Comparison of four variable selection methods to determine the important variables in predicting the prognosis of traumatic brain injury patients by support vector machine

J Res Med Sci. 2019 Nov 27:24:97. doi: 10.4103/jrms.JRMS_89_18. eCollection 2019.

Abstract

Background: Large amounts of information have called for increased computational complexity. Data dimension reduction is therefore critical to preliminary analysis. In this research, four variable selection (VS) methods are compared to obtain the important variables in predicting the prognosis of traumatic brain injury (TBI) patients.
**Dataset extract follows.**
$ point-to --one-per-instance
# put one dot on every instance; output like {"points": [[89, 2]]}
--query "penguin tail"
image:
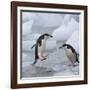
{"points": [[33, 46]]}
Materials and methods: In a retrospective follow-up study, 741 TBI patients who were hospitalized for at least 2 days and had a Glasgow Coma Scale score of at least one were followed. Their clinical data recorded during intensive care unit (ICU) admission and eight-category extended GOS conditions 6 months after discharge were utilized here. Two filter- and two wrapper-based VS methods were applied for comparison. A support vector machine (SVM) classifier was then used, and the sensitivity, specificity, accuracy, and the area under the receiver characteristic curve (AUC) values were calculated.

Results: Theoretically, the variables selected by sequential forward selection (SFS) method would better predict the prognosis (AUC = 0.737, 95% confidence interval [0.701, 0.772], specificity = 89.2%, sensitivity = 58.9% and accuracy = 79.1%) than the others. Genetic algorithm (GA), minimum redundancy maximum relevance (MRMR), and mutual information method were in the next orders, respectively.

Conclusion: The use of an SVM classifier on optimal subsets given by GA and SFS reveals that wrapper-based methods perform better than filter-based methods in our data set, although all selected subsets, except for the MRMR, were clinically accepted. In addition, for prognosis prediction of TBI patients, a small subset of clinical records during ICU admission is enough to achieve an accepted accuracy.

Keywords: Variable selection; filter; prediction; prognosis; support vector machine; traumatic brain injury; wrapper.